Kimba wildfire-affected vegetation breaks through

News article |

More than 18 months after two large wildfires burnt 14,000 hectares of bushland near Kimba, vegetation is showing promising signs of recovery.

3 August 2021

This project is supported by the Eyre Peninsula Landscape Board through funding from the Australian Government’s bushfire recovery package for wildlife and their habitat, in conjunction with the landholders of the affected area.

“Since the bushfire recovery program began on this site 40km east of Kimba early last year, we have been coordinating a range of pest control and erosion management activities to assist recovery of the bushland and the wildlife it supports,” says Planning and Assessment Officer with the Eyre Peninsula Landscape Board, Andrew Freeman.

“The area has received below average rainfall and a number of significant wind events which has made it difficult for the bushland to recover.

“Overabundant kangaroos, rabbits and goats in the area would make recovery even slower but our control program is making a real difference to numbers, giving surviving plants an opportunity to re-shoot while new seedlings have been able to survive.”

A number of landowners were affected by these fires but John Read and Katherine Moseby own most of the land burnt; and are excited to see how the bush is recovering.

“We’re really pleased to see native grasses now prevalent and rare plants such as the Yellow Swainson-pea, responding after the fire,” says Mr Read.
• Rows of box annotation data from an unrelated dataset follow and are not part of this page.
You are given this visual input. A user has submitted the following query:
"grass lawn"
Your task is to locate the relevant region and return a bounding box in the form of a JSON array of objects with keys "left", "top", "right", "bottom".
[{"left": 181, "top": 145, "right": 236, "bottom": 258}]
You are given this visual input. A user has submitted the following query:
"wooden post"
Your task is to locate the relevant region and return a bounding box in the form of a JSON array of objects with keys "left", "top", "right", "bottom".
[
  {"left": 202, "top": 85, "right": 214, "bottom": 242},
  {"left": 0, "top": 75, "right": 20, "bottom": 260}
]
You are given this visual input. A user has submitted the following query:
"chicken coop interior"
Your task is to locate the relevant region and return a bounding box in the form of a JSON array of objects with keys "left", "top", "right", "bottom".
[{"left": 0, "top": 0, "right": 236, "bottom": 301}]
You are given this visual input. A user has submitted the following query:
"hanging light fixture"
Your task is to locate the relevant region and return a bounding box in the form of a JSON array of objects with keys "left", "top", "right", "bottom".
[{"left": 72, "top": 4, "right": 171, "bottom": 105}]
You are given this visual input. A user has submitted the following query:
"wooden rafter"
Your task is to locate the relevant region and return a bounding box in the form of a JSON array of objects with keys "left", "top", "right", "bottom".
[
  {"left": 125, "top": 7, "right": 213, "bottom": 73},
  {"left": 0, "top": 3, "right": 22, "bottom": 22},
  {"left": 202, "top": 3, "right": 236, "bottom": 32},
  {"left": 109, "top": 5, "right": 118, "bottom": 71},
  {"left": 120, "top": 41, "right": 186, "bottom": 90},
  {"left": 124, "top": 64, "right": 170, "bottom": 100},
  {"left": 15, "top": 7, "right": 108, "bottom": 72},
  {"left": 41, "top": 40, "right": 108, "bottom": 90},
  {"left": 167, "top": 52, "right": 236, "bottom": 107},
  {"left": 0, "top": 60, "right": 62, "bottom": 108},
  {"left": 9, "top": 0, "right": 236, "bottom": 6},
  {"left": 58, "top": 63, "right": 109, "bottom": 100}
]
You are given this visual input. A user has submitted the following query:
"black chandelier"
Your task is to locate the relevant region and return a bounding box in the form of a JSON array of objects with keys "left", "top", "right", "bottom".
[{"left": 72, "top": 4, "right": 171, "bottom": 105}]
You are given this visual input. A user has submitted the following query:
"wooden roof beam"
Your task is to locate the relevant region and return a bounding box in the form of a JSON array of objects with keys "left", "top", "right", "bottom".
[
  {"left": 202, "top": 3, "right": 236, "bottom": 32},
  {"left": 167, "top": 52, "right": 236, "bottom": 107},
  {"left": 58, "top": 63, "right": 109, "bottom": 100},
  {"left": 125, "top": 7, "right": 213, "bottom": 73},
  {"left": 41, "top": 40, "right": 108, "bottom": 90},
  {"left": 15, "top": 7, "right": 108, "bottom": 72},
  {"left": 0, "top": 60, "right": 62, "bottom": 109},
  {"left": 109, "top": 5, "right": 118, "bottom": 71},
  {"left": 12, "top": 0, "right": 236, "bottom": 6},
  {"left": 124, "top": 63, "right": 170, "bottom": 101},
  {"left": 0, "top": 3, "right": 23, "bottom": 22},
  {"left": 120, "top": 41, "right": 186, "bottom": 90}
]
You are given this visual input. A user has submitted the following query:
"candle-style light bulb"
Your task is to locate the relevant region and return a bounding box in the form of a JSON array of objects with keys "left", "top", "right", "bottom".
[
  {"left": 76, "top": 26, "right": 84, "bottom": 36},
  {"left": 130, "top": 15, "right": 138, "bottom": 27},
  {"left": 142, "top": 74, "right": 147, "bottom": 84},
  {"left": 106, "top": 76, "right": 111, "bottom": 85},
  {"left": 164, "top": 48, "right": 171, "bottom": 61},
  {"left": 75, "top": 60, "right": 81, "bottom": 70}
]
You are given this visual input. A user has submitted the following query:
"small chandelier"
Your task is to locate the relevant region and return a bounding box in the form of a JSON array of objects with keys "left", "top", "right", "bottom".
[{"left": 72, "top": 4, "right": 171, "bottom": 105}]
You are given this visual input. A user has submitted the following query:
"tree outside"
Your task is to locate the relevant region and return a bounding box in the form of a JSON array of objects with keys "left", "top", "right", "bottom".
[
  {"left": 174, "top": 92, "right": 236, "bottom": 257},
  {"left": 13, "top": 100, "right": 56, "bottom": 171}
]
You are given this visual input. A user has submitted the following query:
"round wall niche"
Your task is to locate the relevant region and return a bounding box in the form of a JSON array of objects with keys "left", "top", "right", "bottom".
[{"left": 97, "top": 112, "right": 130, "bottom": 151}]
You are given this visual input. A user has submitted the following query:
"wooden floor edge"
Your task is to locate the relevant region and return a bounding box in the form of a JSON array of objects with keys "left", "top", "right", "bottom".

“It has been great to be able to reduce numbers of kangaroos in the area as we know that high kangaroo numbers have a significant effect on the health of our bushland which is only accentuated after a bushfire with the more palatable seedlings selectively grazed and often killed.”

The majority of the affected bushland is managed for conservation under a heritage agreement. A heritage agreement is an area that is privately owned but an agreement has been made between the landowner and the state government to protect the remnant vegetation in perpetuity.

The funding will continue to be delivered over the next year with actions undertaken to maximise the recovery of the bushland.